Pretty one to finish with.






Hope you enjoyed. t2020


----------



## mookster (Apr 25, 2011)

This is pretty high on my list of places to see at the moment, although if it's got an atmosphere anything like BIBRA did we won't be staying long!


----------



## Snips86x (Apr 26, 2011)

This place looks amazing. So sad to think its no longer being used for its built purpose. Such a majestic building.


----------



## borntobemild (Apr 26, 2011)

If it was used for vivisection I'm rather glad it has closed down. Looks like they did a bit of practising on that sofa. 

Gives me the creeps - I'd have run off after five minutes and woken up the next night with the screaming habdabs.

Brave of you to go in there!!


----------



## The Archivist (Apr 26, 2011)

Good work. Did you manage to get in to the block at the front by any chance?

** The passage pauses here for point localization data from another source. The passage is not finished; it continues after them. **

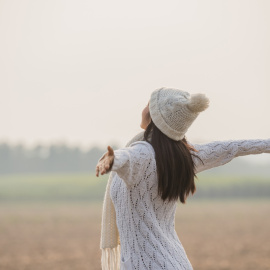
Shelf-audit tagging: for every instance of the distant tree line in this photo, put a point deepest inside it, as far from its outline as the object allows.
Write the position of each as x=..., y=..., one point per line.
x=58, y=158
x=53, y=158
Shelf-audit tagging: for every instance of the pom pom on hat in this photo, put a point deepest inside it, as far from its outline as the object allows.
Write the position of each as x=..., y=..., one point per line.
x=198, y=103
x=173, y=110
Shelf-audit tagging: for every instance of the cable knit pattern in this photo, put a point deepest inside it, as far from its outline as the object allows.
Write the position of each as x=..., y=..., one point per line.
x=146, y=224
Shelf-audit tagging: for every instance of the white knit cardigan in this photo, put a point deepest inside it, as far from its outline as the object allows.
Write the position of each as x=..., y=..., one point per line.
x=213, y=154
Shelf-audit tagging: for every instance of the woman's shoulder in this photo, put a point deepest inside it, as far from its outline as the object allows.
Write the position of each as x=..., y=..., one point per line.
x=146, y=146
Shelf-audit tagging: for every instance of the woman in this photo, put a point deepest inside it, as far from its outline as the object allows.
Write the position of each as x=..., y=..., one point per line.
x=148, y=176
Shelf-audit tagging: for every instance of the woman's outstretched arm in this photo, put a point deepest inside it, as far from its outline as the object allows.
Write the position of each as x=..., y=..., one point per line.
x=130, y=161
x=218, y=153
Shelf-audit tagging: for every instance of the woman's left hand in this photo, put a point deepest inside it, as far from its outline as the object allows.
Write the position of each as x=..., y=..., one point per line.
x=105, y=162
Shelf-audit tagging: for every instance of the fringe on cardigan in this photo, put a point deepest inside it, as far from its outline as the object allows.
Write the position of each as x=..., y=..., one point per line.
x=110, y=240
x=110, y=258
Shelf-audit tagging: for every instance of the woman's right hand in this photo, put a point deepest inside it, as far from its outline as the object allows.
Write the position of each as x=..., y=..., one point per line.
x=105, y=162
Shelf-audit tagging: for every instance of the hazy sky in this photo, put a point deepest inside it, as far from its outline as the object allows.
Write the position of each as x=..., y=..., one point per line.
x=82, y=71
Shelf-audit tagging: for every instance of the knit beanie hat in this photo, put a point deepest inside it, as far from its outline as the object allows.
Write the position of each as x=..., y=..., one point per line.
x=173, y=110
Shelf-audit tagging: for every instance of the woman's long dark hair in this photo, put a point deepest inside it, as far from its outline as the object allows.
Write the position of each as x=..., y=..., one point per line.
x=175, y=166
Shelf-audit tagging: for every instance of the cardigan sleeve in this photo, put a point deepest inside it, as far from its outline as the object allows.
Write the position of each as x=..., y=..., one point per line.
x=130, y=162
x=218, y=153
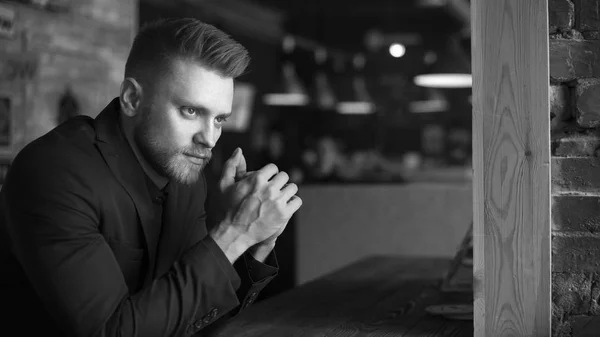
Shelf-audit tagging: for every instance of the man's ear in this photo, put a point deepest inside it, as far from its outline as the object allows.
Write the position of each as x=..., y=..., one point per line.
x=131, y=96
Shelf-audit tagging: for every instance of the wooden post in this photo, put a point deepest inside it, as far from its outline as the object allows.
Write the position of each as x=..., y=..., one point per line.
x=511, y=159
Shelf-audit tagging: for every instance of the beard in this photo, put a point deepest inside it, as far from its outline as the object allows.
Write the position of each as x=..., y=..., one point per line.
x=167, y=160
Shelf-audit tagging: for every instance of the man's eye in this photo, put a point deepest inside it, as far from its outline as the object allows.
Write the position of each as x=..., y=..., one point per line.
x=189, y=111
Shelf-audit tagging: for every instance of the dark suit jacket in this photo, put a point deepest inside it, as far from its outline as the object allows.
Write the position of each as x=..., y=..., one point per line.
x=82, y=253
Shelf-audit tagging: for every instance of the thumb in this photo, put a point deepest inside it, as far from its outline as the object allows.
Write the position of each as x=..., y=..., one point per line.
x=230, y=168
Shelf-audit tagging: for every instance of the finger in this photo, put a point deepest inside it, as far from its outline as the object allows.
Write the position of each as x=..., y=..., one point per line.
x=249, y=173
x=288, y=191
x=230, y=169
x=240, y=170
x=279, y=180
x=294, y=203
x=267, y=172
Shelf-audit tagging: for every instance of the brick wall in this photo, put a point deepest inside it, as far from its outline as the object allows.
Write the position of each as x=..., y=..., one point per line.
x=575, y=124
x=83, y=47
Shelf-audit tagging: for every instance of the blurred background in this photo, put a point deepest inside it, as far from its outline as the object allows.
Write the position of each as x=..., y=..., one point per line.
x=347, y=96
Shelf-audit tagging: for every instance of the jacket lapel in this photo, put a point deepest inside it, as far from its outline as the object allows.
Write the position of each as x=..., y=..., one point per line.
x=122, y=162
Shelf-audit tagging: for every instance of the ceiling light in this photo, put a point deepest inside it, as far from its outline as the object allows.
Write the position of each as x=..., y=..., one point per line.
x=444, y=80
x=397, y=50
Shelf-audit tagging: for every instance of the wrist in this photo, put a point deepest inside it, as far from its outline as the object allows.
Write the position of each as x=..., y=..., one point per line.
x=230, y=240
x=261, y=250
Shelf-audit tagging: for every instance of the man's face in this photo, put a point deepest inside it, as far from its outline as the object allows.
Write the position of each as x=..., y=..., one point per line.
x=180, y=119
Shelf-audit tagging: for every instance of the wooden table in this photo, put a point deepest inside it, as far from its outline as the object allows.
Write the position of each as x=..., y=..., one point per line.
x=377, y=296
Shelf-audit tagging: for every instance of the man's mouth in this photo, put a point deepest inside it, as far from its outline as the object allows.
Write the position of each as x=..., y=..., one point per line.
x=197, y=159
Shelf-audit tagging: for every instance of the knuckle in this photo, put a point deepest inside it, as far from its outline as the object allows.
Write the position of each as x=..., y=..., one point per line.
x=273, y=167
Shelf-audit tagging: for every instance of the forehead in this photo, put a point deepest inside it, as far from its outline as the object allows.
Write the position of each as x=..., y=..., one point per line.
x=193, y=83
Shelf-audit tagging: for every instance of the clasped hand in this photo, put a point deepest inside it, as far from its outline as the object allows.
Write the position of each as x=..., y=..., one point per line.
x=260, y=203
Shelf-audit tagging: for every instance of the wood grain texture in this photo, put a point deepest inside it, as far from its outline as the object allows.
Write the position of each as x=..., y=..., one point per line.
x=377, y=297
x=511, y=151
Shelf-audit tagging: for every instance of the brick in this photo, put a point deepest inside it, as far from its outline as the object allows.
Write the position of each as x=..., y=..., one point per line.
x=571, y=293
x=585, y=326
x=587, y=102
x=559, y=105
x=591, y=35
x=575, y=254
x=588, y=14
x=575, y=142
x=571, y=59
x=561, y=328
x=575, y=175
x=561, y=15
x=576, y=213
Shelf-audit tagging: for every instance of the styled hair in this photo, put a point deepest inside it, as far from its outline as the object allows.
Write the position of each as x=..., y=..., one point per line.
x=159, y=42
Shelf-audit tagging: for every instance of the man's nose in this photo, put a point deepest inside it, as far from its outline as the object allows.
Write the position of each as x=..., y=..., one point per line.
x=206, y=137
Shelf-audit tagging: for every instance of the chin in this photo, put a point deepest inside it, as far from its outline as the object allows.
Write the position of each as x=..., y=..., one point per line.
x=185, y=173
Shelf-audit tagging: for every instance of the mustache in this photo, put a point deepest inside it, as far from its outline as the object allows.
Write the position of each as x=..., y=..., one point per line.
x=199, y=153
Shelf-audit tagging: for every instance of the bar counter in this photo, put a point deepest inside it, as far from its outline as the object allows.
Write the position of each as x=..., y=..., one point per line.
x=375, y=296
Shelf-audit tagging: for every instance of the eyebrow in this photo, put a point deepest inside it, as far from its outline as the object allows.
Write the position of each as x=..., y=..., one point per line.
x=201, y=107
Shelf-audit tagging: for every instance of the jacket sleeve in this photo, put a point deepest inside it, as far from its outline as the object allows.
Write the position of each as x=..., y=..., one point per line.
x=53, y=228
x=253, y=275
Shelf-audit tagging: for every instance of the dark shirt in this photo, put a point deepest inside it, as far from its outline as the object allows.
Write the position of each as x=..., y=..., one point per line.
x=87, y=248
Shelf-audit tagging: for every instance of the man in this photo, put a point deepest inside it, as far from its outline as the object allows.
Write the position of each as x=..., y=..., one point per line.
x=102, y=228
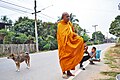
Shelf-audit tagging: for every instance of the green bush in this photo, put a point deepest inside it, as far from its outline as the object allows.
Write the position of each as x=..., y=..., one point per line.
x=3, y=32
x=8, y=38
x=89, y=43
x=19, y=38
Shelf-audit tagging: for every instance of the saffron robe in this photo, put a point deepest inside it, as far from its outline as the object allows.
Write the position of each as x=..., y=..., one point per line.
x=70, y=46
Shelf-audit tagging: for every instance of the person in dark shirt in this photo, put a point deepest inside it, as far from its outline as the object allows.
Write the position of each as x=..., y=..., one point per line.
x=85, y=58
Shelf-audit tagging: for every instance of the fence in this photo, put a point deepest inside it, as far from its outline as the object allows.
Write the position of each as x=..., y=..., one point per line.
x=16, y=48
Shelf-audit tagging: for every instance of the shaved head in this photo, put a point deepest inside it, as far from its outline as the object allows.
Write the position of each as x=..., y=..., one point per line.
x=64, y=14
x=65, y=17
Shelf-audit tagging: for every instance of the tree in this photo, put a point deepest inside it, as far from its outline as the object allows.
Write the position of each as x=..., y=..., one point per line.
x=99, y=36
x=73, y=19
x=115, y=27
x=5, y=19
x=24, y=25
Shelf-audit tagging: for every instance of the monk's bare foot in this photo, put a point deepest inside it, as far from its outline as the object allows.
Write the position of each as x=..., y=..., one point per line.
x=70, y=74
x=64, y=75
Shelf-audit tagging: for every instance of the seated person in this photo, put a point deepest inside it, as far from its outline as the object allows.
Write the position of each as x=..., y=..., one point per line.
x=95, y=55
x=85, y=58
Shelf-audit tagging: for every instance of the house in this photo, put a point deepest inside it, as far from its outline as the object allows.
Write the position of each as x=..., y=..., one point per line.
x=3, y=26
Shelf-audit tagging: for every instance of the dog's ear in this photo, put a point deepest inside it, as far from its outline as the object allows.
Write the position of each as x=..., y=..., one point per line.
x=12, y=54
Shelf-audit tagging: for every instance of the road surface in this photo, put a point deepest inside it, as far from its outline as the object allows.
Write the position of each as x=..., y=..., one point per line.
x=44, y=66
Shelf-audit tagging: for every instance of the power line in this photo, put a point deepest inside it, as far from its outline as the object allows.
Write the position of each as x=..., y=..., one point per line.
x=14, y=9
x=15, y=5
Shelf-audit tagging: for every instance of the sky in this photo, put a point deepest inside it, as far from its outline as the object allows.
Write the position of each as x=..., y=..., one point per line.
x=89, y=12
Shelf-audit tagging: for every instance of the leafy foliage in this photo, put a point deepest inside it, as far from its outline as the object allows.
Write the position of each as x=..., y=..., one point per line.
x=115, y=27
x=100, y=37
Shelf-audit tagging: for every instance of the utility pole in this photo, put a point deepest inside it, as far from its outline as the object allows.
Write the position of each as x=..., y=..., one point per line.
x=95, y=31
x=107, y=37
x=119, y=6
x=36, y=34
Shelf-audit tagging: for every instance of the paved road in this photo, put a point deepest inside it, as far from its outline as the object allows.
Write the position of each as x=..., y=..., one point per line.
x=44, y=66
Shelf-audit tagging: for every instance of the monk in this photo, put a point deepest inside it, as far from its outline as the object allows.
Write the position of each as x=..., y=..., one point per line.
x=70, y=46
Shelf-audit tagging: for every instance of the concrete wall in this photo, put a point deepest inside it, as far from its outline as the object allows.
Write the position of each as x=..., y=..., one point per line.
x=16, y=48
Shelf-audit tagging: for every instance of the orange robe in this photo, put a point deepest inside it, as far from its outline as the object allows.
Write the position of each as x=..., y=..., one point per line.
x=70, y=46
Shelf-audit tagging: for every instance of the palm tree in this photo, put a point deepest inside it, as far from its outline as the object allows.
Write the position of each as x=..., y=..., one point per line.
x=73, y=19
x=4, y=19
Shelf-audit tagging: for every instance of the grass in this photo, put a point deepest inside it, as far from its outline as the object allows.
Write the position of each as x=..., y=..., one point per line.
x=112, y=58
x=110, y=73
x=3, y=55
x=108, y=79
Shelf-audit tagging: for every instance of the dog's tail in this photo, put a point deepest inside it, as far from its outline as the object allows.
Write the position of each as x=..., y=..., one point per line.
x=27, y=53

As I recall this site was completely out of bounds for several years after the first pictures started appearing in 2004-5. I tried and failed to get in a couple of years back myself.


----------



## tank2020 (Apr 26, 2011)

The Archivist said:


> Good work. Did you manage to get in to the block at the front by any chance?
> 
> As I recall this site was completely out of bounds for several years after the first pictures started appearing in 2004-5. I tried and failed to get in a couple of years back myself.



The main house is well boarded up, there was a small access point. but my little self would never have fitted. I mooched around the U shaped complex to rear of the house. didn't see much else.


----------



## spacepunk (Apr 27, 2011)

Gruesome man, just right before I go to bed as well!


----------



## tank2020 (Apr 27, 2011)

spacepunk said:


> Gruesome man, just right before I go to bed as well!



Soz. Sleep tight!


----------



## shanan (Apr 27, 2011)

ee thats creepy, i dread to think what kind of things went on there... really love the photos though!


----------



## tank2020 (Apr 30, 2011)

shanan said:


> ee thats creepy, i dread to think what kind of things went on there... really love the photos though!



Don't like to think what went on there, hopefully it was essential work. Some of the rooms appear now to be used for house clearence, unless it is what has come out of the main house.


----------